L’acte était inédit. Tous les grands chefs coutumiers et traditionnels des principales communautés au Burkina Faso, se sont donné rendez-vous au palais du Mogho Naaba pour lancer un cri de cœur face à la dégradation de la situation sécuritaire au Burkina Faso, jadis havre de paix. Avant de revenir au message délivré par ces têtes couronnées du pays, il faut saluer, en soi, acte qui fait fort dans le symbolisme. D’abord, le choix de se retrouver au palais du Mogho Naaba n’est pas fortuit. On le sait, en effet, ce palais fut le berceau de la Haute-Volta. Car, c’est dans cette cour des chefs traditionnels déplacés que s’est organisé la lutte pour la reconstitution de la colonie démembrée en 1932 pour pouvoir alimenter principalement les besoins en main-d’œuvre de l’économie ivoirienne. L’on peut donc faire le parallèle avec la situation aujourd’hui du pays qui est à nouveau menacée dans son existence ; tant il est rogné de toutes parts par les forces du mal. Cette rencontre des grands chefs coutumiers et traditionnels, traduite en soi le sursaut d’orgueil de ceux qui ont reçu en héritage des ancêtres, la terre du Burkina Faso et qui ont l’impérieuse nécessité de la léguer aux générations futures. L’autre symbole fort de cette rencontre, c’est immagine que laisse dans la mémoire collective des Burkinabè, l’hôte des grands chefs coutumiers et traditionnels, en l’occurrence le Mogho Naaba. L’homme, s’il est sursollicité, est connu pour n’appartenir à aucune chapelle politique au Burkina Faso et symbolise, de ce fait, ce qui réunit les Burkinabè au-delà de leurs divergences. Enfin, le troisième et dernier aspect dans le symbolisme, c’est l’acceptation des chefs de briser les interdits au nom d’intérêt supérieur de la Nation.
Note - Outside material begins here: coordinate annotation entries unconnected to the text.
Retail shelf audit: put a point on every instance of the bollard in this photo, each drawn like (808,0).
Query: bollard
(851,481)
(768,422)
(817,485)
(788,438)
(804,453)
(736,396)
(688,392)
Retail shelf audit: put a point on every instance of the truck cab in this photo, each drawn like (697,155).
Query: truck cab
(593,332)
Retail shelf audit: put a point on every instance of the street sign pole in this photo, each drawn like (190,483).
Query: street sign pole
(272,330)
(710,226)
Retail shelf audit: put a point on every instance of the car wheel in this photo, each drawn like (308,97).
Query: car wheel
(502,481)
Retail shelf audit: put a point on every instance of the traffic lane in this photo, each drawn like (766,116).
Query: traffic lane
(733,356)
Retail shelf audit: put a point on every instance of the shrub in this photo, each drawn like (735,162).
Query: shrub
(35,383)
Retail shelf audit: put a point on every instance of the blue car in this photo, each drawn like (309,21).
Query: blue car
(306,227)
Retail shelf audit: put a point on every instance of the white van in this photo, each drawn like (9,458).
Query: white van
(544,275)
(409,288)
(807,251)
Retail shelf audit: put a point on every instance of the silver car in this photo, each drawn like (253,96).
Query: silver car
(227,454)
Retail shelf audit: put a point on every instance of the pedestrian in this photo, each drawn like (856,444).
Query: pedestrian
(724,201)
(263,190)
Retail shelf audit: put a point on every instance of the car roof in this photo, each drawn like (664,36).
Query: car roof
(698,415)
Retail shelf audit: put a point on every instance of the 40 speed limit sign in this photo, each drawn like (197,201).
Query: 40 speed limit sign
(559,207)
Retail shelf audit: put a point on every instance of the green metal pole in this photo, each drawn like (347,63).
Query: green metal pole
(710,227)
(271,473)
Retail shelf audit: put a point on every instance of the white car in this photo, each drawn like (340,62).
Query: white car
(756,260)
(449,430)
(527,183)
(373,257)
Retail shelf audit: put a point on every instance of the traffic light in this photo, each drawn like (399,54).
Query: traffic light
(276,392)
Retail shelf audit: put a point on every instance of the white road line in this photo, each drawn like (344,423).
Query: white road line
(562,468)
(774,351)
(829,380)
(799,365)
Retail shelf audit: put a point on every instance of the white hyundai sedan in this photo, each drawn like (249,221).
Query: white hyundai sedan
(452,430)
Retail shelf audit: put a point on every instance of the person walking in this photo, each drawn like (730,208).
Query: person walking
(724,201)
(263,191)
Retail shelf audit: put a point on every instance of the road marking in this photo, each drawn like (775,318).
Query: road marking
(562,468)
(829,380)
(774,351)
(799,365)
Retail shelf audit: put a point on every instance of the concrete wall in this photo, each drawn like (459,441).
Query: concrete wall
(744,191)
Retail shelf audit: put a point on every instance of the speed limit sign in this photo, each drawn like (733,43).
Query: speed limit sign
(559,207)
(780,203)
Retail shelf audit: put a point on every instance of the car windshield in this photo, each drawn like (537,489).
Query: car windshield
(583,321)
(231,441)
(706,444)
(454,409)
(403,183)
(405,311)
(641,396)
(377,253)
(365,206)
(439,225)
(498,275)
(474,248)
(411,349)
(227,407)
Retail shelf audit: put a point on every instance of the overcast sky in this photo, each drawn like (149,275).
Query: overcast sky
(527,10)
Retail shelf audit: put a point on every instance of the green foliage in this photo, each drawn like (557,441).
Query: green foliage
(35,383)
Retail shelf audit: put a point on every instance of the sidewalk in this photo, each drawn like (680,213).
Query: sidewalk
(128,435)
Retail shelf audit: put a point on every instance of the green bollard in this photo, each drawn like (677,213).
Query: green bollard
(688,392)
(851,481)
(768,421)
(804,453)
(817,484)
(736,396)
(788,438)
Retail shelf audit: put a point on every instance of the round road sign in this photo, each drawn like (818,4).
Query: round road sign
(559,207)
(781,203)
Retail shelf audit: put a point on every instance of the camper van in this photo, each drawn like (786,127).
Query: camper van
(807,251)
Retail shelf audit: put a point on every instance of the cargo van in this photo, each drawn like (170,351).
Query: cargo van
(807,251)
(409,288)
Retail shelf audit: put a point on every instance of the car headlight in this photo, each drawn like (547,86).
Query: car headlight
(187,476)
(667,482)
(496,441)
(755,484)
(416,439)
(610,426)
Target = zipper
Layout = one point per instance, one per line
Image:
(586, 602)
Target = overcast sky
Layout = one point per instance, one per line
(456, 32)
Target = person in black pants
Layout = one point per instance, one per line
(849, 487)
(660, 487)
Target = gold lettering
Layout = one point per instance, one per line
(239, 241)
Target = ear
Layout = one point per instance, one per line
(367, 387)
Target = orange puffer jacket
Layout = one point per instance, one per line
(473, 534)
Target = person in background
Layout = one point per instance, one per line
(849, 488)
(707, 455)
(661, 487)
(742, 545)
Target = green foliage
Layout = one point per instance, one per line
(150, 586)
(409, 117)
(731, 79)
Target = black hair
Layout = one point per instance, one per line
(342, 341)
Il est vraiment temps de se regarder dans le miroir

On le sait, certains chefs, de par la coutume, ne doivent aucunement se rencontrer. Même s’il a existé de rares exceptions dans l’histoire, ce mythe était démeuré et le fait de le briser dans la recherche du vivre-ensemble, est symptomatique des efforts à consentir par chaque Burkinabè au nom de la cohésion sociale et du retour de la paix. Au-delà du symbolisme, l’on doit aussi, non seulement reconnaître la pertinence du diagnostic fait par les garants de la tradition au Burkina Faso, mais aussi appeler en direction « des fils et filles du Burkina qui, pour des raisons diverses, ont des visions ou des intérêts divergents avec la Nation, à déposer les armes, à revenir à la maison pour qu’ensemble, nous bâtissions notre pays dans la paix et la quiétude ». La question que l’on peut, tout de suite, se poser est la suivante : l’appel du palais du Mogho Naaba trouvera-t-il un écho favorable ? Il est difficile d’apporter une réponse à la question que l’on imagine que les chefs coutumiers et traditionnels vont se donner les moyens pour se faire entendre en joignant l’acte à la parole. Et ces moyens, ils les ont en tant que garants des traditions sacrées, mais aussi en raison de leur rôle social incontesté. Mais encore faut-il qu’eux-mêmes soient les premiers fidèles de la cohésion qu’ils prient. En effet, les querelles autour de la chefferie traditionnelle participent de la division des Burkinabè et constituent en elles-mêmes des attintes graves à la paix si elles ne fournissent pas dans certains cas, le nécessaire à la radicalisation de certains éléments de la société. Et que dire des litiges fonciers ou coutumiers qui ont pignon sur rue dans notre pays ? Pire, l’omniprésence des bonnets rouges dans l’arène politique qui est, par essence, une foire d’empoigne, ne milite pas pour l’image de faiseurs de pax qui devait donner à voir les responsables coutumiers et traditionnels. Mais gagons qu’appelé lancé par les chefs supérieurs est un engagement fort qui transcendera toutes les entraves comportementales, pour la paix. Et cet appel vaut pour toutes les communautés, en commençant par celles qui se sentent stigmatisées. Il est vraiment temps de se regarder dans le miroir pour trouver les mécanismes intérieurs du dialogue indispensables au vivre-ensemble.